I'm so glad you posted, I had a huge argument about this the other day! YANBU!!! The phone is an instrument, not our master!!! I have caller display, and have to yell to the rest of family to leave the phone if I have seen it is someone I don't want to talk to immediately. We have call screening too, that is, the answering machine is always on. My Aunty has an unerring habit of calling at really awkward times, and if I answer, she will insist on coming over, even if I say i need to go out etc. i try to call her once a week, and do colouring while she moans at me for 20 mins...

selby · 03/06/2015 12:41

I have Caller ID and I rarely answer it if I don't recognise the number. If it's important, they can ring back or leave a message or contact me another way - mobile/text/email! This filters the majority of junk calls I unwittingly answer.

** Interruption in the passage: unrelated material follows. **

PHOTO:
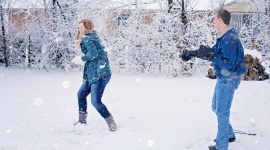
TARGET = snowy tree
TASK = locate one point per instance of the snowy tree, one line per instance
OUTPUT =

Theycallmemellowjello · 03/06/2015 12:41

Not unreasonable at all but I think it's a fair assumption that this person IS lonely. So if you care for them you might prefer to have a conversation about how busy you are/what would be an appropriate frequency of calls, rather than just ignoring. And maybe encouraging the person to volunteer or join a WI or whatever is appropriate so they can get a bit more social contact.

Justusemyname · 03/06/2015 12:42

YANBU

My FIL rings about four times a week. Far too much. Never get a chance to ring him. DH doesn't always answer. FIL doesn't ring his other child as much, just once a week Hmm.

BabyMurloc · 03/06/2015 12:44

YANBU. Most people screen calls. You should not be expected to always answer your phone all the time, especially "just to chat".

I can never decide if these are worse than my immediate relative who only ever calls if they need something and then tells you the problem asks how you are and hangs up before you answer...

KittyLovesPaintingOhYes · 03/06/2015 12:59

My Dsis always wants to be on the phone for an hour, so I only answer if I know I can spare the time. If I don't get to the phone in time and call her back, she never answers...
I also never answer unrecognised numbers - they can always leave a message.

I've never understood this compulsion some people have to answer every call, no matter how inconvenient.

WhyCantIuseTheNameIWant · 03/06/2015 13:06

Answer? Phone?
Only if I see it is somebody I want to speak to!
Mobile is always on silent. I have no house phone.
Not unreasonable at all.
You don't always speak to people every time you pass them ( conversation as opposed to hello!)